Les pilotes perdent l'information de vitesse pendant quelques secondes : 29 secondes à gauche, 41 secondes à droite et moins d'une minute sur le système de secours. Lorsqu'on perd l'indication de vitesse, sur cet avion-là (maintenant ce n'est plus le cas), le pilote automatique se déconnecte, parce qu'il lui manque une information essentielle pour pouvoir fonctionner. Mais quand il se déconnecte, ça ne change absolument rien à la trajectoire de l'avion. L'avion va continuer à voler normalement, peut-être petit à petit il va s'incliner un peu, descendre, monter très peu. Il se trouve que là, l'équipage surréagit avec une alarme qui l'inquiète, qui est une alarme sur la différence qui existe entre les sources d'informations de vitesse, et le copilote se met à cabrer son avion. On est à 35 000 pieds, à presque 11 000 mètres. L'avion a un plafond, c'est-à-dire qu'en fonction de ses ailes, sa portance, sa puissance, il est capable de voler jusqu'à 37, 38, 40 000 pieds, mais il ne peut pas voler au-dessus, il est très chargé en carburant. Donc l'avion, si on continue à vouloir le faire monter, il ne peut pas continuer. À un moment donné, il va décrocher, c'est-à-dire qu'il va tomber. Sauf que quand ça arrive, il a le nez qui pique en avant, il reprend de la vitesse et ça s'arrête. Sauf que là, ils ont cabré, cabré, cabré, cabré sans cesser.

David Lefort : En fait, ils ont persisté sur une erreur, c'est ce que vous êtes en train de dire. Est-ce que sur la portance de l'avion, est-ce que sur son inclinaison, il y aurait eu moyen éventuellement d'avoir un autre jugement, un autre positionnement pour réagir ?

Ce qui aurait sauvé cet avion, ça aurait été que l'équipage dorme ou que l'équipage soit à l'arrière de l'avion. Si l'équipage n'avait pas été dans le cockpit, il n'y aurait jamais eu de catastrophe. Ils seraient revenus une minute et demie après, ils auraient vu que le pilote automatique était déconnecté et puis ils auraient repris les commandes.

Alix Bouilhaguet : Pourquoi ont-ils continué de cabrer ?

Parce qu'ils ont des alarmes qui leur disent que l'information de vitesse qu'ils ont n'est pas bonne. Ils sont persuadés qu'ils vont passer en survitesse, que l'avion va aller trop vite. Ce n'est pas très grave parce que ces avions-là ne vont pas passer à vitesse supersonique. Ça va provoquer d'autres alarmes, mais ce n'est pas très grave. Mais ça les inquiète. Ils cabrent donc l'avion pour diminuer la vitesse. Ce qui est évidemment la mauvaise réaction.

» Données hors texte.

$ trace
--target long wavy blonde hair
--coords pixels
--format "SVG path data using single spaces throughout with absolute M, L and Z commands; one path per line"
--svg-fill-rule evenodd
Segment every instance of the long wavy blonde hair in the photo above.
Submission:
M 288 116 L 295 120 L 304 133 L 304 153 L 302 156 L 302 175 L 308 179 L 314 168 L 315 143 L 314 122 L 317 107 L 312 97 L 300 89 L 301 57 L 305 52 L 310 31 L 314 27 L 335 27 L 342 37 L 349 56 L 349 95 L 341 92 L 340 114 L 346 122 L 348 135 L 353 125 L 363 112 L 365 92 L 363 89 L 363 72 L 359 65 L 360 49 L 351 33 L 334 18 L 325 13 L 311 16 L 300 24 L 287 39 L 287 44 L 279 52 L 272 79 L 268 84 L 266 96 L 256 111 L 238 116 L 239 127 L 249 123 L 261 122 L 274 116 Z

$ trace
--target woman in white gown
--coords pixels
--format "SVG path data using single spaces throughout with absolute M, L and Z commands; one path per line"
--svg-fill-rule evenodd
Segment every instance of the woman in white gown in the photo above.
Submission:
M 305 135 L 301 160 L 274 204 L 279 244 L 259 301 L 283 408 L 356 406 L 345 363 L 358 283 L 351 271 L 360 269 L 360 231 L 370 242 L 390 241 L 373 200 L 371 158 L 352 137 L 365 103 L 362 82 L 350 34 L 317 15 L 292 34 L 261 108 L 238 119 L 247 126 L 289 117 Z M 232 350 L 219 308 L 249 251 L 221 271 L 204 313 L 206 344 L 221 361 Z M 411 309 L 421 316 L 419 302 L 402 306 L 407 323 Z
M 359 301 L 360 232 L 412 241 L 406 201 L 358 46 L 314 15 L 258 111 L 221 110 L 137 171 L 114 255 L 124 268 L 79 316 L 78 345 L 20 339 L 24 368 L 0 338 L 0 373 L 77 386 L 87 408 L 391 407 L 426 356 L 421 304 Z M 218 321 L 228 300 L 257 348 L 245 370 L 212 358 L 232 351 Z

Justement, depuis, les sondes qui ont faussé le comportement de ces pilotes ont été changées sur tous les A330 et A340. Est-ce que depuis cette affaire, au-delà de ces sondes qui ont été changées, il y a d'autres choses qui ont changé chez Air France ? Peut-être dans la formation des pilotes, la réaction qu'ils doivent avoir face aux imprévus que vous évoquiez ?

On givre toujours les sondes, parce que ça arrive toujours, et sur tous les modèles d'avions. Donc ce n'est pas ça qu'on a pu changer. On peut améliorer un peu les systèmes de givrage des sondes, etc. Mais il y a toujours eu des givrages et il y en aura toujours.